Stephanie Clifford’s debut novel, Everybody Rise, doesn’t arrive for another week, but pre-marketing from its publisher, St. Martin’s Press, has cannily assured it will get noticed: “Edith Wharton meets Bonfire of the Vanities for the 21st century,” is how an editor describes the story of 26-year-old Evelyn Beegan’s attempts to infiltrate New York’s WASP Old Money, a world whose debutante balls, Adirondack camps and charity galas appear freeze-dried in aspic since Wharton wrote about them. Publisher Sally Richardson calls the book “a modern Edith Wharton—think Lily Bart in The House of Mirth, only with a happier ending,” a command akin to asking someone to imagine Anna Karenina without the train.

Clifford’s not alone in summoning comparisons to the author famous for her masterful, and scathing, renderings of Gilded Age New York City. Sophie McManus’s The Unfortunates, a tragicomedy published in June that tracks the decline of heiress Cecilia Somner, was described as a “modern-day Edith Wharton” by the Washington Post. In a culture concomitantly obsessed with exposing and ogling privilege and wealth, name-checking Wharton has become publishing shorthand. Association with the first woman to win the Pulitzer Prize for literature (in 1921) imbues a project with instant patina; it’s a highbrow Good Housekeeping seal of approval to elevate a book about single women behaving badly in New York’s cutthroat social milieu beyond chick lit. Wharton’s is a timeless literary formula, which is why reimagining her novels in a contemporary setting is a cottage industry—see Cecily von Ziegesar’s Gossip Girl series based on The Age of Innocence, and the buzzed-about 2012 novels The Innocents by Francesca Segal (also based on The Age of Innocence) and Claire McMillan’s Gilded Age (The House of Mirth retold). Whartonmania, unsurprisingly, includes revived interest in the author; Vintage reissued four of her books in 2012, and Vogue ran an 18-page fashion spread shot at her estate in Lenox, Mass.

Everybody Rise was “informed” by The House of Mirth, Clifford tells Maclean’s. Her heroine works at a social networking website for rich people, while trying to worm her way into their world, where “each bed was neatly made with linen-coloured, linen-material linens.” So confident was St. Martin’s that the book would ride the current Whartonmania wave that it doled out a seven-figure advance. Fox  2000 has snapped up the movie rights. Wharton captured class anxiety in a way that’s timely and uniquely American, says Clifford, a New York Times reporter: “British writers who write well about class—from Jane Austen to Julian Fellowes—don’t write about anxiety. Everyone knows their place because there’s an aristocracy; in America, anybody can be anything, and there’s this belief that anyone can rise.”

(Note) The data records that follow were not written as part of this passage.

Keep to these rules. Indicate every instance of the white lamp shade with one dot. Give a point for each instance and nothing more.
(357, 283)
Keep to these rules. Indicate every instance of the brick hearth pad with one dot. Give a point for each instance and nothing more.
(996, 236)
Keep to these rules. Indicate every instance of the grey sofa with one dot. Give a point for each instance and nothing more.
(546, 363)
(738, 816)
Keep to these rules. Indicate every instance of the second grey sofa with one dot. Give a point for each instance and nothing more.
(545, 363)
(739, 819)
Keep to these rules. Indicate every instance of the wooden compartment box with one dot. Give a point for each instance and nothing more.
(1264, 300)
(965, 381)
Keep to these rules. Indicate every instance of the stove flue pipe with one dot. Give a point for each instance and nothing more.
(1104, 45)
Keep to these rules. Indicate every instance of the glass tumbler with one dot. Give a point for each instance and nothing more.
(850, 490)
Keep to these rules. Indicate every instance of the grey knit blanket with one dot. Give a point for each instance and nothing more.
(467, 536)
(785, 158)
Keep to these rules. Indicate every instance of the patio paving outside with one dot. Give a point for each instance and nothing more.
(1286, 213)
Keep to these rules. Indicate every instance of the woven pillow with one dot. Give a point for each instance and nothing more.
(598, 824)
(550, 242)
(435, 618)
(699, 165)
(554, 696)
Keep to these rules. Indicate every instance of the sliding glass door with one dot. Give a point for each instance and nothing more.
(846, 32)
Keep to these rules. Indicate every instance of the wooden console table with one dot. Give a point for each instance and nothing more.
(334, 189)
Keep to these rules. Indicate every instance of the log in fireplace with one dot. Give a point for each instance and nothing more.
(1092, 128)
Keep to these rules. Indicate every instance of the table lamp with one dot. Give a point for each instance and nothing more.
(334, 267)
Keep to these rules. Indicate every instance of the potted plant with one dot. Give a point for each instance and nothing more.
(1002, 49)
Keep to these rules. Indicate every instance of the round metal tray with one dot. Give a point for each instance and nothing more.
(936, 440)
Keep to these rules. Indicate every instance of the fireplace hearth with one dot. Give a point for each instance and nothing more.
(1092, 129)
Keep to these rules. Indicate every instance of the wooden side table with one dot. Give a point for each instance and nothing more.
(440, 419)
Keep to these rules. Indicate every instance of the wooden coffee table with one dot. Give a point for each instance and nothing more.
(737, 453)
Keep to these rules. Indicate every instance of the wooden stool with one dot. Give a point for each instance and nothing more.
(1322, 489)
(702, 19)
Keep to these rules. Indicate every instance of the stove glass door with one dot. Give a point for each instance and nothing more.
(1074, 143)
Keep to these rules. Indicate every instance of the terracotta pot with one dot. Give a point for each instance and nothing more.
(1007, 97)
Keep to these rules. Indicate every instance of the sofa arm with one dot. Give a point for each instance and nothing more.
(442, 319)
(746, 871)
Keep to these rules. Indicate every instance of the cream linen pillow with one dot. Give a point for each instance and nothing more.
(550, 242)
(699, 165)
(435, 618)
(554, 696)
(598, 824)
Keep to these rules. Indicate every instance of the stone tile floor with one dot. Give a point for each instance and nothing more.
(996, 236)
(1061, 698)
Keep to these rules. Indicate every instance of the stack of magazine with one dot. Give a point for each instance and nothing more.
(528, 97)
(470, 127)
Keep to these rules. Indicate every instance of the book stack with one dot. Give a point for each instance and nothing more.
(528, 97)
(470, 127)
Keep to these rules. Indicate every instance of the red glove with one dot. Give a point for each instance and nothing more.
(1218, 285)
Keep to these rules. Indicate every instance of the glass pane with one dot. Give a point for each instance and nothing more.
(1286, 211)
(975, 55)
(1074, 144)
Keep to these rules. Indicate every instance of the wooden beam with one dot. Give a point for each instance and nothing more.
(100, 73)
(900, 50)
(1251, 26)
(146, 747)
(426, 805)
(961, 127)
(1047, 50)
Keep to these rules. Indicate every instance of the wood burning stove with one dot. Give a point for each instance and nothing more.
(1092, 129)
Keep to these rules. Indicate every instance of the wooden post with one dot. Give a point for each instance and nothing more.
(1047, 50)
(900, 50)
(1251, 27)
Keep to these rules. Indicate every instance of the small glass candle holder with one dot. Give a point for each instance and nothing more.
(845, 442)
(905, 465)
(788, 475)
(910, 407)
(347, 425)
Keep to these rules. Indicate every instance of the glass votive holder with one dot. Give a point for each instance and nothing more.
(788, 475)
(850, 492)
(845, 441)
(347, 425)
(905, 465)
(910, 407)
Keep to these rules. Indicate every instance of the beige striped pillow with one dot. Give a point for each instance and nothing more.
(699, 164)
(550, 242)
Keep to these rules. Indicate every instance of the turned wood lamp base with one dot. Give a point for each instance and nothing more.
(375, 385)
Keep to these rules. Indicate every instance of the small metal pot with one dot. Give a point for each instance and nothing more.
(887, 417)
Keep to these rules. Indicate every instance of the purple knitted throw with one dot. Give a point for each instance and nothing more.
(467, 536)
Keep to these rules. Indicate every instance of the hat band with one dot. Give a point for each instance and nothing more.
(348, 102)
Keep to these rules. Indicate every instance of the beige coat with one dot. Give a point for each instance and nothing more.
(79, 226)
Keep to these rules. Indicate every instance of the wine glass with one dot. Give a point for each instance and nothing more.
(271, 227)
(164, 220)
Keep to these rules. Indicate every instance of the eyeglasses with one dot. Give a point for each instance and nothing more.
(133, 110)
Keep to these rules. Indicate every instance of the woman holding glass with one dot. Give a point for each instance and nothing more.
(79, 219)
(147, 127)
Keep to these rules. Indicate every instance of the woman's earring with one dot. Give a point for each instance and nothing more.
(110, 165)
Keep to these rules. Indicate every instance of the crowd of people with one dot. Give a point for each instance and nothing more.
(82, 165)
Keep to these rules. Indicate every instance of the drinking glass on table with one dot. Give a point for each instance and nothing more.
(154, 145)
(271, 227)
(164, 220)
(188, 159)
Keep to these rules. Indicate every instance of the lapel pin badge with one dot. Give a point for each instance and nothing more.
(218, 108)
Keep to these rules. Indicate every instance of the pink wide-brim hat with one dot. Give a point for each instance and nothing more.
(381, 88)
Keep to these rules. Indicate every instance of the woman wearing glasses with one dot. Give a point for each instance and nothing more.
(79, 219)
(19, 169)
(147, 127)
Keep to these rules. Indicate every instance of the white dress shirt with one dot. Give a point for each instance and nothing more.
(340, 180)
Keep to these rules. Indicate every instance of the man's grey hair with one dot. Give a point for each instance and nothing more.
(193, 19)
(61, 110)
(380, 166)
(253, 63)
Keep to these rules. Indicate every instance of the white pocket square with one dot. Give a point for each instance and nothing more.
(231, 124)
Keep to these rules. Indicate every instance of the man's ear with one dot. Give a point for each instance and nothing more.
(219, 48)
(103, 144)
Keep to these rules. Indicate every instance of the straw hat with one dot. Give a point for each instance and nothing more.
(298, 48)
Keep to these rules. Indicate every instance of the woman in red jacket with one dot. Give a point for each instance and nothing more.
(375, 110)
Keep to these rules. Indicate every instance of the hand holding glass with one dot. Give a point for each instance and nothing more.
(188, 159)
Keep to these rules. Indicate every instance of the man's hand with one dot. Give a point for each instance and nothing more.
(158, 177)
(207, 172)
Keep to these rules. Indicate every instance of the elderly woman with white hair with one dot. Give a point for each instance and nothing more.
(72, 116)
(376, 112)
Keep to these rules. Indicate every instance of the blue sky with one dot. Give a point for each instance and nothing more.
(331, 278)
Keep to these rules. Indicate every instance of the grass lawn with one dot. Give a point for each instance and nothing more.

It’s this focus on social anxiety that makes Wharton resonate at a time of Occupy Wall Street-style class rage, says Stephanie Harzewski, author of Chick Lit and Postfeminism, a book that traces Wharton’s influence on the maligned genre. Wharton-inspired books “allow readers to be voyeurs and provide a tutorial in how to define gradations of class,” says the English lit lecturer at the University of New Hampshire. As such, Wharton is also godmother to the booming “gilt lit” genre, which includes non-fiction books rubbernecking the one per cent—from Chrystia Freeland’s Plutocrats to Primates of Park Avenue, Wednesday Martin’s new memoir examining rich stay-at-home moms on the Upper East Side through an anthropological lens.

The current fascination with novels about the rich is the flip side of the trend for post-apocalypse dystopias and zombies, says Harzewski: “Only, with the rich, the violence takes place on a social level. It’s a lacquered version of The Hunger Games.

As for Everybody Rise, Clifford wanted a resolution more modern than was possible in Wharton’s day. “Evelyn has to depend on herself to get on her feet; there wasn’t a man to save her.” Of course, no man saved Lily Bart, whose ending is far from upbeat. But that’s the enduring wonder of Wharton—and why she haunts us still.